When you lose a sales deal, how does your company react? Do you have a culture of learning from losses or do you have a culture of blaming? A sales loss is a treasure trove of learning—successful companies evaluate and adjust for their next pitch.

 

What does your print business do when you lose a sale? The most valuable thing about losing is what you can learn, yet most of us fail to take advantage of what losing can teach us about how we pitch our services and what we say to our potential customers.

We lose sales for many reasons that cannot be easily mitigated. For example, your plant is simply located too far from the end delivery point making shipping prohibitively expensive or you simply don’t have the equipment in-house necessary to take on the work. Most of the time those “non-mitigatable” reasons weed you out of the mix before the serious decisions are made. We typically lose deals on aspects of the deal that are under our control. Nobody likes to lose, so nobody likes to talk about it either. Yet, talking about your losses is the only way to extract value out of the experience.

Losing is feedback. Losing is a test of your sales process. Losing is your grade. You can learn a lot from losses—they are super valuable. The hard part is to create a culture where your team feels comfortable discussing the possible reasons why they lost and figuring out how you might make changes to prevent that kind of lose moving forward.

All too often, I see the opposite. I see folks brushing loses off to conditions beyond their control; e.g. the customer was simply too afraid to switch from the long-term incumbent. This might be true but it’s not a helpful response to a loss because virtually every sales event you’re in has an incumbent—don’t you want to continue to adjust your sales approach so it’s better at un-seating a long-term incumbent?

The culture of your organization will dictate how open and honest your team feels towards talking about losses, especially in a team selling situation. If all the discussions about losses are triangulation (e.g. the sales guy tells the CEO how he didn’t like what the technical guy said during the meeting, or the CEO complains about how the software demo was presented), then you’re not learning, you’re blaming. Not only will this not change your approach for future sales processes, it also builds mistrust in the team. When sales pitches are made in person, the client can sense the energy among your team. If this team is turned against each other, the customer can sense that. If this team is working with each other, the customer can sense that.
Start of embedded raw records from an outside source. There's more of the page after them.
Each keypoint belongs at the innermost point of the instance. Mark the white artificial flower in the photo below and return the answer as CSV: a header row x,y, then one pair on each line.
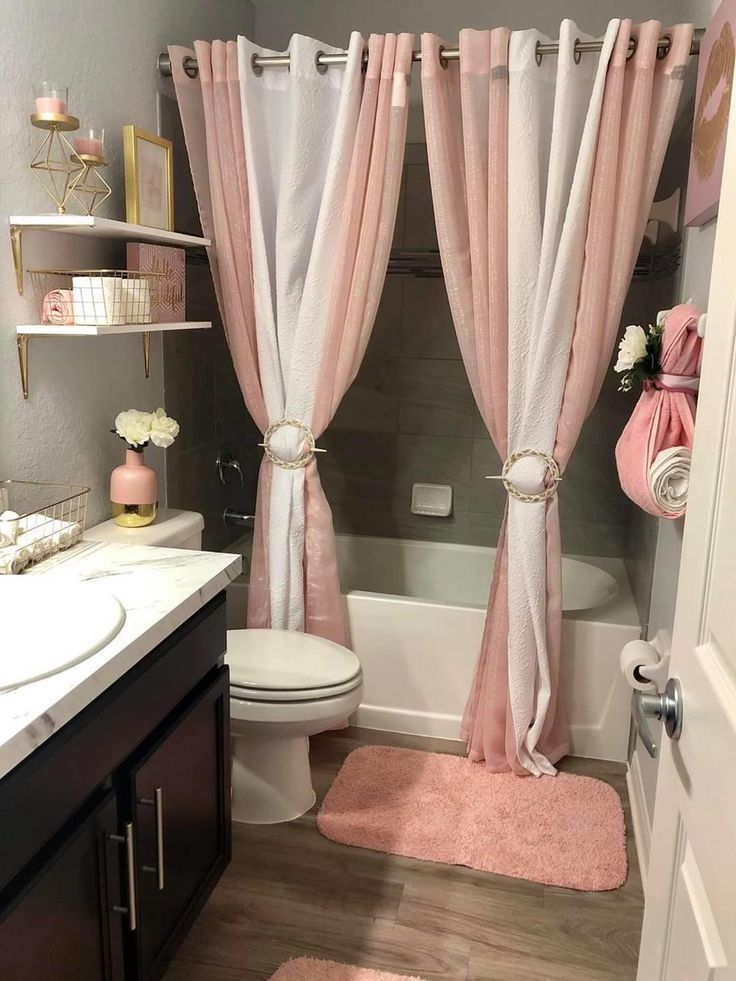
x,y
134,426
164,429
633,348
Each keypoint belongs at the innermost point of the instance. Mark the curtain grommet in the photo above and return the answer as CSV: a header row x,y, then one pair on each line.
x,y
189,65
301,461
552,479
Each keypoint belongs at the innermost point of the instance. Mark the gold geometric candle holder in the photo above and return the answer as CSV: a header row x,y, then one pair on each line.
x,y
56,161
88,187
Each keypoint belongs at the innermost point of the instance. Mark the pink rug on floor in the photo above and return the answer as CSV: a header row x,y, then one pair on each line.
x,y
309,969
565,830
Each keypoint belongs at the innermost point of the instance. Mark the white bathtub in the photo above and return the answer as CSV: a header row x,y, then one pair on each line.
x,y
416,610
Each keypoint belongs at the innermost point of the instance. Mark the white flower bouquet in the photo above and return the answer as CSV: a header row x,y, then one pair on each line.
x,y
139,428
638,354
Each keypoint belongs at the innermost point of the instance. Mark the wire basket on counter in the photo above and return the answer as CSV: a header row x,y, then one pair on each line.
x,y
94,297
38,520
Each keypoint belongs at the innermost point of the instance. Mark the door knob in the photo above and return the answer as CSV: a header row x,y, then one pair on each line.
x,y
665,706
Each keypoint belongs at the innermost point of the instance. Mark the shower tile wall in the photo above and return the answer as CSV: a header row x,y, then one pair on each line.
x,y
410,417
203,394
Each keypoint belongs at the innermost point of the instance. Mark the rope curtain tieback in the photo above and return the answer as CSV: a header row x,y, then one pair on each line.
x,y
301,461
552,479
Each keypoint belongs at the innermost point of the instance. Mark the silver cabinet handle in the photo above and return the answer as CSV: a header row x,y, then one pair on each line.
x,y
158,809
131,909
665,706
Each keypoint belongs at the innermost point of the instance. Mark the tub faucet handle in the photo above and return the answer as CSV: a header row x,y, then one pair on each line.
x,y
226,461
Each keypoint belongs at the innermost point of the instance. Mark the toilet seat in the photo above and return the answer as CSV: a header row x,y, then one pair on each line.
x,y
287,666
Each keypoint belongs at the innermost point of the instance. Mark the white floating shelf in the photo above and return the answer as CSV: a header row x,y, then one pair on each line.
x,y
24,333
105,228
100,330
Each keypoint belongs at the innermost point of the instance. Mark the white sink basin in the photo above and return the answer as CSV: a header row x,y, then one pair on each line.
x,y
47,625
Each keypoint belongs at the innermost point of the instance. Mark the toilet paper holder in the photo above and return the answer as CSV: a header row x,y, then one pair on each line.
x,y
665,706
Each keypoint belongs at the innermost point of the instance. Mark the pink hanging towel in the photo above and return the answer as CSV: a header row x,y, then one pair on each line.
x,y
653,453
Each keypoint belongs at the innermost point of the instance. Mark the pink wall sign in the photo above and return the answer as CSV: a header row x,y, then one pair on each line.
x,y
712,101
167,290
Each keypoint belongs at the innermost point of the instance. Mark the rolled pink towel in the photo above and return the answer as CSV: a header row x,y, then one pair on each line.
x,y
58,308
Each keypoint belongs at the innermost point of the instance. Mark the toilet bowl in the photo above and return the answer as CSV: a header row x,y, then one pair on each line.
x,y
284,687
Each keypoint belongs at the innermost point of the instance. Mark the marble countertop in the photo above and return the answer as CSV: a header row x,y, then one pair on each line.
x,y
159,588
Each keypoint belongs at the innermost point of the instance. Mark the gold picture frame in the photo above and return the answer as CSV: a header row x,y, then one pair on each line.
x,y
149,178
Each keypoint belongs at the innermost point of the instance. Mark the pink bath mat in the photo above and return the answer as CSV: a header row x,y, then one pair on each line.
x,y
564,830
309,969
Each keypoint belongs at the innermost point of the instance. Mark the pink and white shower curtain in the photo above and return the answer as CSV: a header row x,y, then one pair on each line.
x,y
297,174
543,171
654,450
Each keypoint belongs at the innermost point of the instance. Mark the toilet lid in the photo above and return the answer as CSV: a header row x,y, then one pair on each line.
x,y
284,660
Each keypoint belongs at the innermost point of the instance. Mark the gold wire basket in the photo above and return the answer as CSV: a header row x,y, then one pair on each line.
x,y
37,520
94,297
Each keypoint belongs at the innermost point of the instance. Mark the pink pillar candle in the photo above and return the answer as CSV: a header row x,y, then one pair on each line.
x,y
46,103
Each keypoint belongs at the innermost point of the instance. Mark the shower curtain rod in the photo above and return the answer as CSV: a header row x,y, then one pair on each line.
x,y
260,62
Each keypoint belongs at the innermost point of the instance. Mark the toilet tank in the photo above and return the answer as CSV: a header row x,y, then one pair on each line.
x,y
171,529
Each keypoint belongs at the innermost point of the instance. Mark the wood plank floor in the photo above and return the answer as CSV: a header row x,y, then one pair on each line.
x,y
289,892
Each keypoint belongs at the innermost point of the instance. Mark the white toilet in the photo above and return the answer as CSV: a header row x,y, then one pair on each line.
x,y
284,687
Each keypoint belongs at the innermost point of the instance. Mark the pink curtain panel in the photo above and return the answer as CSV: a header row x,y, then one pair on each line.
x,y
653,452
571,286
226,178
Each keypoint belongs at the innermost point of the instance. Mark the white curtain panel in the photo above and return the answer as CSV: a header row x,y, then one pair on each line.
x,y
300,127
554,115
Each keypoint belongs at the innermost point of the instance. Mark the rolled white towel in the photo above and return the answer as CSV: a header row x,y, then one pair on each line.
x,y
669,480
13,560
9,526
42,535
111,300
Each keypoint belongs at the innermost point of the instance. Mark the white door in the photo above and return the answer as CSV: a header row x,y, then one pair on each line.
x,y
689,929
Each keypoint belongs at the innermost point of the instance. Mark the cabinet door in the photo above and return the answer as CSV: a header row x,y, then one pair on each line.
x,y
180,796
62,925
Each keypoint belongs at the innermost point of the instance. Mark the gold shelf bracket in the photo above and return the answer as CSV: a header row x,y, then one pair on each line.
x,y
22,342
147,352
16,243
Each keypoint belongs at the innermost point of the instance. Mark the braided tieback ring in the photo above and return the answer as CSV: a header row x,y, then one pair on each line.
x,y
553,476
301,461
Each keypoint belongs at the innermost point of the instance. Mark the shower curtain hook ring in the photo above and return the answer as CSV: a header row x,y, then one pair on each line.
x,y
664,49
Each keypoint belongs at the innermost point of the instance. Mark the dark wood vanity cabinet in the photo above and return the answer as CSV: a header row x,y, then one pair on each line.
x,y
104,883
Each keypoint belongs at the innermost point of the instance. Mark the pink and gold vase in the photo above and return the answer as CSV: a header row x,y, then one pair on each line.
x,y
134,492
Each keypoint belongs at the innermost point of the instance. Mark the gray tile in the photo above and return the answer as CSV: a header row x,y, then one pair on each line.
x,y
435,398
358,470
434,459
367,406
385,340
592,538
419,230
590,490
427,330
487,497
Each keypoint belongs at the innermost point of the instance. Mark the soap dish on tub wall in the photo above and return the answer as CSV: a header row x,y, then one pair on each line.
x,y
434,500
37,520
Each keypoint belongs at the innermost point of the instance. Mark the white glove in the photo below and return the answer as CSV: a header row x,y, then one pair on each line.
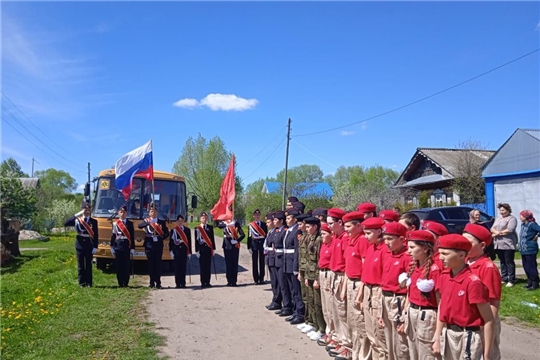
x,y
425,285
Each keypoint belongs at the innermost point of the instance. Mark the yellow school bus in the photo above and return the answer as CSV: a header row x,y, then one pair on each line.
x,y
169,196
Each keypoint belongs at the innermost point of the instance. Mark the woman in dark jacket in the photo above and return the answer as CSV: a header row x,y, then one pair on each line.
x,y
528,247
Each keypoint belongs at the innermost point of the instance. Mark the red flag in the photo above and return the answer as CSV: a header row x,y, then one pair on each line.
x,y
223,208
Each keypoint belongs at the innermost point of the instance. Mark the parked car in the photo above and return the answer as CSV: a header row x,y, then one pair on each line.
x,y
454,218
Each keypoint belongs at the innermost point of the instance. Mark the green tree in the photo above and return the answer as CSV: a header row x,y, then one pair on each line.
x,y
356,184
468,181
203,163
17,202
11,169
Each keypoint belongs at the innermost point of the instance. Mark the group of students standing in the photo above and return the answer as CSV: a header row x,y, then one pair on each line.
x,y
373,286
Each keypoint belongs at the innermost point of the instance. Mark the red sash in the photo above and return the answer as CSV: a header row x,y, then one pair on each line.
x,y
86,226
206,238
183,235
120,224
257,228
155,226
233,231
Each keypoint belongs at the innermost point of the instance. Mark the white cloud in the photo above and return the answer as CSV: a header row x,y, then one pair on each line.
x,y
218,102
186,103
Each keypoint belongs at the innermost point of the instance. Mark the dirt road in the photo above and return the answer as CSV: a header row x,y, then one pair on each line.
x,y
232,323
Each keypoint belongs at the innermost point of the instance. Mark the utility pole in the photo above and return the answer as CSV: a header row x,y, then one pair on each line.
x,y
286,165
90,192
33,161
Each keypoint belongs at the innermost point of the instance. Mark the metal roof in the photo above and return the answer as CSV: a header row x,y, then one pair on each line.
x,y
519,154
445,159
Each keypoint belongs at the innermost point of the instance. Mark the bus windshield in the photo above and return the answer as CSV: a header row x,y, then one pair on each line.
x,y
169,196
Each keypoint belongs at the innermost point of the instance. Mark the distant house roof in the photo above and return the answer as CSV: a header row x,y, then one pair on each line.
x,y
519,154
31,183
443,161
300,189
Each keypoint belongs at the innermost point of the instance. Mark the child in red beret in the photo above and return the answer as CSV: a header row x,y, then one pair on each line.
x,y
464,306
481,265
422,298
Who wants to work with a dysfunctional team?

The only person who can lead a process for evaluating why you lost a deal is the leadership. Until the leader makes it clear that he/she is willing to speak frankly about the loss and is willing to offer up how he/she might have done better, then the rest of the team has permission to follow suit. Nobody is perfect, and we could all do better—the key is to create an environment where its safe to give each other feedback. This open and honest communication will pay dividends not only in your sales process but in building a culture of constant improvement.

Mistakes happen, sales lose, deadlines get missed—this is a part of running a business with humans. How we react to these mistakes and losses defines the culture we create. Are we a blaming culture or a learning culture? The former is stressful and anxiety producing; the later is uncomfortable at first but rewarding and meaningful work.

Many people say there is no time to dwell on loses, just get out there and keep pitching. The translation of that sentence is: we don’t have time to get better. This makes no sense and it’s a morale killer. A sales pitch is the best feedback a company can get. Your prospect is giving you data. You should use it to keep fine tuning how your company presents its services.